Minister to pick an interim West Coast operator
TRANSPORT secretary Patrick McLoughlin will today reveal who will run the West Coast Main Line while the government gets to the bottom of the failed franchise competition.
McLoughlin is due in front of parliament this afternoon to outline the plans for the route once Virgin Trains’ current franchising agreement ends on 9 December.
Both Virgin and the state-owned Directly Operated Railways have been putting together teams to run the route.
Neither is expected to know who will do so until shortly before the minister’s announcement to MPs.
Either choice could prove controversial.
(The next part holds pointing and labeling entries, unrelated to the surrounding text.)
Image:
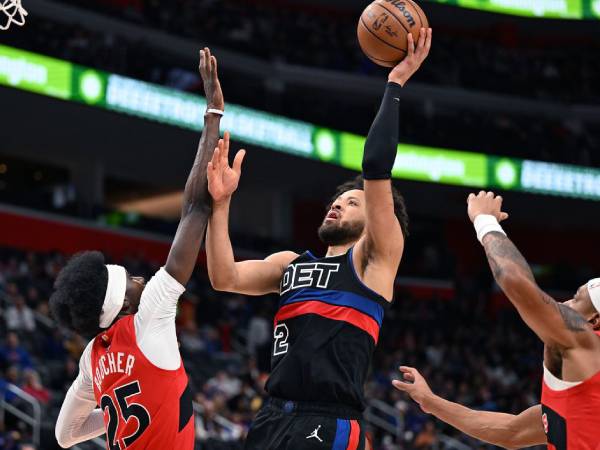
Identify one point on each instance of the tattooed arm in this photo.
(555, 324)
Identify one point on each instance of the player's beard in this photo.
(332, 234)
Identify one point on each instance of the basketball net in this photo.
(11, 11)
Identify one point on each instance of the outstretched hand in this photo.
(414, 58)
(210, 80)
(223, 179)
(414, 385)
(485, 203)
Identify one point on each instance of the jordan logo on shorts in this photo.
(315, 434)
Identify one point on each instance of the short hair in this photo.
(359, 183)
(79, 292)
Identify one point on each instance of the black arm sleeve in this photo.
(382, 141)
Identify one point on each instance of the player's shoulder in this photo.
(283, 258)
(162, 279)
(85, 361)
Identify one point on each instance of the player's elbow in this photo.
(62, 439)
(221, 283)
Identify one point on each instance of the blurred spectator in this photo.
(12, 353)
(19, 316)
(224, 384)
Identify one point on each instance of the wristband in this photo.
(486, 223)
(215, 111)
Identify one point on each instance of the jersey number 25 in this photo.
(128, 411)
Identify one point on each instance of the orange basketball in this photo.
(383, 28)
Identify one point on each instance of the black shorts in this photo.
(287, 425)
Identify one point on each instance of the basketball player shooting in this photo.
(568, 414)
(331, 307)
(132, 369)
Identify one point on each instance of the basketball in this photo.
(383, 27)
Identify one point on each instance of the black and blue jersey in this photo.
(326, 330)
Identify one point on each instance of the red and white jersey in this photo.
(144, 407)
(571, 415)
(132, 386)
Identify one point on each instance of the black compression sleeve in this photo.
(382, 141)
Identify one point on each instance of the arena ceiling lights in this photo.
(548, 9)
(64, 80)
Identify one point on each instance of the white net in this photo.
(11, 11)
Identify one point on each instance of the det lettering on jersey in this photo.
(304, 275)
(110, 363)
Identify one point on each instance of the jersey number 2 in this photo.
(280, 335)
(127, 412)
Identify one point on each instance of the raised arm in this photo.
(556, 324)
(383, 243)
(196, 200)
(79, 419)
(505, 430)
(247, 277)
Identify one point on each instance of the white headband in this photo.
(594, 290)
(115, 294)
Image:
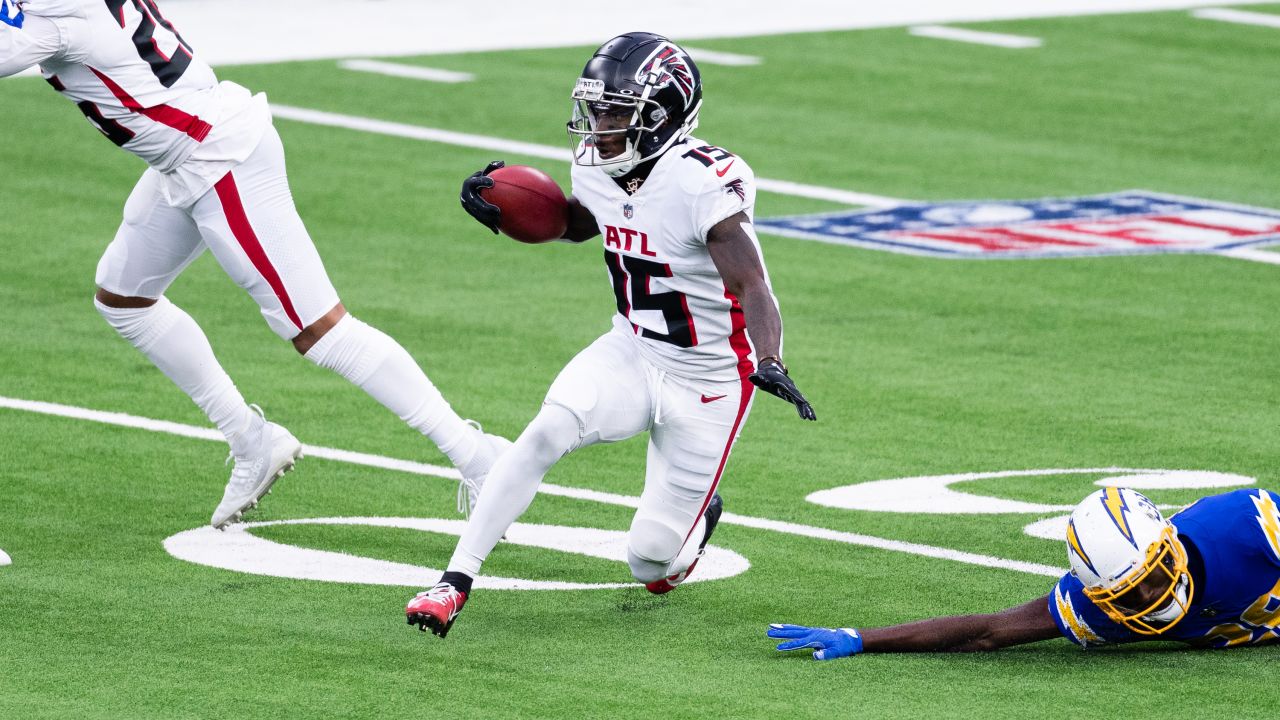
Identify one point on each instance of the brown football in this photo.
(533, 206)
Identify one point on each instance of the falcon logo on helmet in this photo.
(1129, 560)
(670, 64)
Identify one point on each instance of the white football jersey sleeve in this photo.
(133, 76)
(670, 295)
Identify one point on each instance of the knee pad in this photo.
(553, 433)
(352, 349)
(650, 550)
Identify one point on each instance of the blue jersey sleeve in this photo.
(1079, 620)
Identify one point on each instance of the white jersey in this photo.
(138, 82)
(670, 295)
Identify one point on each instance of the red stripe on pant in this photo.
(247, 238)
(743, 349)
(167, 115)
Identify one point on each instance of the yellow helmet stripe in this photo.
(1074, 542)
(1118, 509)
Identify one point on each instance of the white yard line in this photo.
(1239, 17)
(400, 69)
(311, 30)
(547, 151)
(717, 58)
(545, 488)
(960, 35)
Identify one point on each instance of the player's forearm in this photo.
(963, 633)
(1025, 623)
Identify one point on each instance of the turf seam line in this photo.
(548, 151)
(545, 488)
(977, 37)
(402, 71)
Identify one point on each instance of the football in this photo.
(533, 206)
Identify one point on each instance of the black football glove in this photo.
(476, 206)
(772, 378)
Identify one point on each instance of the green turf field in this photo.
(915, 367)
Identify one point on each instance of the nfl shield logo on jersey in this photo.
(1121, 223)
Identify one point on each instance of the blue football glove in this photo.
(831, 642)
(16, 21)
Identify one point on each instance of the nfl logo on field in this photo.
(1123, 223)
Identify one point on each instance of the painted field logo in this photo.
(1123, 223)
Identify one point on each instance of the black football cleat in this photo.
(712, 514)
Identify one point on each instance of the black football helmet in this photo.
(640, 89)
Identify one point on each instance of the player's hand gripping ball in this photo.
(524, 203)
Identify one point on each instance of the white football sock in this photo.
(512, 484)
(690, 551)
(378, 364)
(172, 340)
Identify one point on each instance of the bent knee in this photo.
(109, 299)
(553, 433)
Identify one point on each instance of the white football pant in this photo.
(251, 226)
(608, 392)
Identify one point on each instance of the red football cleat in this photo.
(435, 609)
(666, 584)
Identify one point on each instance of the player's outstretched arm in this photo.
(24, 41)
(1025, 623)
(732, 249)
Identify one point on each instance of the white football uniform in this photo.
(677, 359)
(216, 173)
(668, 292)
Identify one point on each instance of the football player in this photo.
(1208, 577)
(216, 182)
(696, 322)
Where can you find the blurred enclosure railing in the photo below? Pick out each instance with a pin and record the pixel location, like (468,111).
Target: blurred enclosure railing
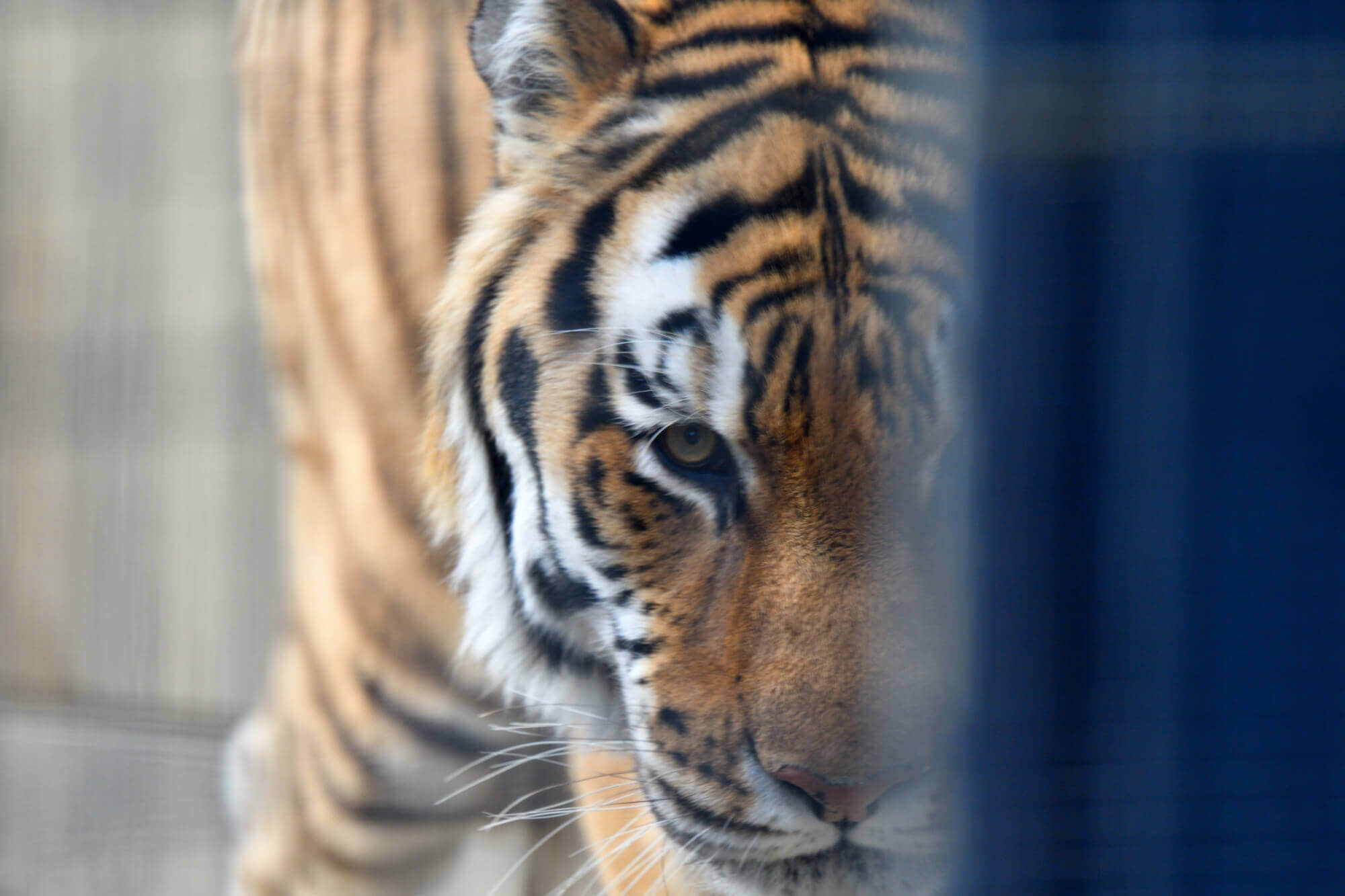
(139,533)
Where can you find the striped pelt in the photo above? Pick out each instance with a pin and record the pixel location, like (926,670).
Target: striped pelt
(658,610)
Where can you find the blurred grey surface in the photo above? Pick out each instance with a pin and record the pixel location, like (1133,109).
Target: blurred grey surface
(139,532)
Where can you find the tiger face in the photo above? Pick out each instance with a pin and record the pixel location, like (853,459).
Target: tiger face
(689,399)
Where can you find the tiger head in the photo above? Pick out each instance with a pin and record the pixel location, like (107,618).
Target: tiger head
(691,392)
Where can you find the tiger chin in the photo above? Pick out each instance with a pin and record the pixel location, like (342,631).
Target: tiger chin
(689,393)
(689,388)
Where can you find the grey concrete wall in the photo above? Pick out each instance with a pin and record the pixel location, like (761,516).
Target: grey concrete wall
(139,556)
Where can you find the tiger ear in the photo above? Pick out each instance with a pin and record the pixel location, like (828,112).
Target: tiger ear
(545,58)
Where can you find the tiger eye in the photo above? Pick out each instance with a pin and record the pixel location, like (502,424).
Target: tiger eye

The RMT union warned last week it could take the Department for Transport to court if Virgin is awarded a short-term extension to its contract, claiming such a move is in breach of EU rules.
But to take the route from Virgin could add to growing costs to the firm, which it could try and claim back if it eventually wins the franchise when the competition is rerun.
The DfT has already pledged to return £40m spent by the four groups that bid for the 13-year contract.
The London-to-Scotland route has been thrown into limbo by faults found in the franchising process after the contract was awarded to FirstGroup in August.
McLoughlin has commissioned two reports, one due at the end of the month and a wider-ranging one expected at the end of the year, to examine exactly what went wrong in the department’s calculations when picking the winning bidder.
Shadow transport secretary Maria Eagle yesterday called on the government to open a fully independent inquiry into the failings.